By John Knebels
Sports Columnist

ROYERSFORD – At some point, the sparkle associated with a brand new school will fade. The beginning of the academic year will no longer induce sporadic visits from media, and rivalries will start to be forged as opponents become more familiar.

But that’s in the future.

For now, the student-athletes and adults who comprise the just-opened Pope John Paul II High School (PJP) in Royersford are basking in the uniqueness of being a part of history amid state-of-the-art facilities.

“It has been special for all of us,” said junior Dave Cotellese, who is quarterback of the football team. “We came together from two different schools to become one. It is now a very exciting mood for all of the players.
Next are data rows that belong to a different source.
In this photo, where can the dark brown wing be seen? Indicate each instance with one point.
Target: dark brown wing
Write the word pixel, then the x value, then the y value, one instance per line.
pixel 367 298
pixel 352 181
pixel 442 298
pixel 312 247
It’s like we have known each other for years now.”

Most of the 900-plus students at the 83-acre Montgomery County campus attended either Pottstown’s St. Pius X or Norristown’s Kennedy-Kenrick High School last year. After the two venues closed in June because of declining enrollment, hundreds of students opted to combine forces at PJP.

Athletically, the school competes in the Pioneer Athletic Conference (PAC) and their mascot is the Golden Panther.

The first week of competition already has been completed, and understandable jitters may have influenced some outcomes. The girls’ soccer team dropped a 2-0 decision at Phoenixville while the field hockey team lost 3-1 at Cardinal O’Hara.

In Pope John Paul II’s first-ever football game Friday night, Sept. 3, against Reading’s Holy Name High School, the visiting Golden Panthers fell behind 14-0 in the first quarter before the offense got on track by scoring two of the next three touchdowns to trim their deficit to 21-14 by halftime.

But Holy Name dominated the second half en route to a 49-21 victory.

“I definitely think we were nervous,” said Conor Myers, a senior and former standout at St. Pius X. “We did better as the game went on but made too many mistakes.”

Myers enjoyed the distinction of scoring the first-ever touchdown in PJP’s history, a six-yard run with 11:14 remaining in the second quarter. He also caught the school’s first touchdown pass, a nine-yard completion from Cotellese before halftime.

The Golden Panthers would add another score thanks to a 19-yard strike from Cotellese to Jared Siejk to climb to 28-21 entering the fourth quarter, but Holy Name responded with three unanswered touchdowns.

Cotellese, who played for St. Pius X last year after graduating from Limerick’s Blessed Teresa of Calcutta School, was disappointed by the result but encouraged nonetheless.

“Even though the outcome didn’t come out the way we would have liked, it helped us learn what we need to work on and it will prepare us for our first PAC game (Friday against Pottsgrove),” he said. “We have to be prepared to play for four full quarters.”

The historic significance of scoring the first touchdown and throwing the first touchdown pass was not lost on Myers and Cotellese.

While Myers said it hit him on the sidelines shortly after his initial scoring jaunt, Cotellese described his TD toss to a wide-open Myers as “an amazing feeling.”

Cotellese hopes to add more of the same over the next two years. In addition to football, he plans to play basketball and baseball.

And there are plenty of options for his peers as well. In the fall, boys’ sports include football, cross country, soccer and golf, while the girls can compete in field hockey, cross country, soccer, volleyball and tennis.

In the winter, basketball, indoor track and bowling are offered to both genders, along with wrestling and club ice hockey for boys and cheerleading for girls.

In the spring, both genders can run track. The boys can play baseball, lacrosse, tennis and club rugby, while the girls can play softball and lacrosse.

“There’s definitely something for everyone here,” Cotellese said.